Palestinian President Mahmoud Abbas sent a letter of condolence to the family of the shooter of right-wing activist Yehudah Glick, and Prime Minister Netanyahu suggested that Israel's Arabs move to the Palestinian Authority.
This is a dialogue of the deaf, or should I say no dialogue, between two people who live a house away from each other, fence by fence. And like in a routine of darkness, as we count our dead, the moderates are dumbfounded, talks about coexistence are postponed until further notice, the Israeli withdraws into his fears, and the extremists on both sides take advantage of the fear to create radicalization, like a duel between blind people on the edge of abyss.

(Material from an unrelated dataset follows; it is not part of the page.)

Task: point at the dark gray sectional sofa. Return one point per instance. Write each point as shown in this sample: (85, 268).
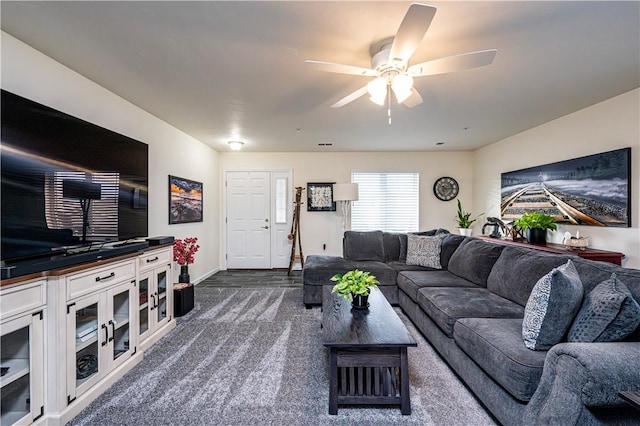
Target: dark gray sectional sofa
(472, 311)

And when the atmosphere is filled with racism, which is legitimized by lawmakers whose only intention is to belittle the non-Jew, we should not be surprised when police officers drag an injured Arab to a police car (even if he is a terrorist) like trimmed branches to a dumpster. If he were a Jewish criminal, let's say one of the "soldiers" of the Israeli crime families, he would likely be put on a stretcher rather than be dragged like a branch.
The question whether Israel should demolish the homes of the parents of the Jewish teens who murdered East Jerusalem youth Mohammed Abu Khdeir is not being discussed, and not incidentally. The government's moderate ministers are not wondering about it either, as it seems we have accepted the version that there is one kind of justice for Jews and another kind of justice for Arabs.
The State of Israel, consciously and unconsciously, has done everything for years to make its Arab citizen remember day in and day out that they are living at the mercy of the land's Jewish rulers. The current government has invested its own efforts in thwarting any solution for coexistence, like US Secretary of State John Kerry's peace initiative, which was suffocated with the generous help of the Palestinian Authority.
Like the second tango dancer, Abbas made his own contribution to the failure of the Kerry initiative, like the Palestinian leaders before him, who managed with a lot of talent to shut any window of hope for their people.
And so, as the Palestinian people are pressed between ongoing deprivation inside the State of Israel and loss of hope in the territories (as we have yet to find the magic formula to dissolve the feeling of solidarity between Israel's Arab citizens and the Palestinian people), the Gordian knot between the two is actually growing tighter.
Only Netanyahu, like in the story about Alexander the Great, believes he possesses the magical power to loosen the ancient link or tear it open. If not today, then tomorrow, and if not tomorrow – then the day after tomorrow.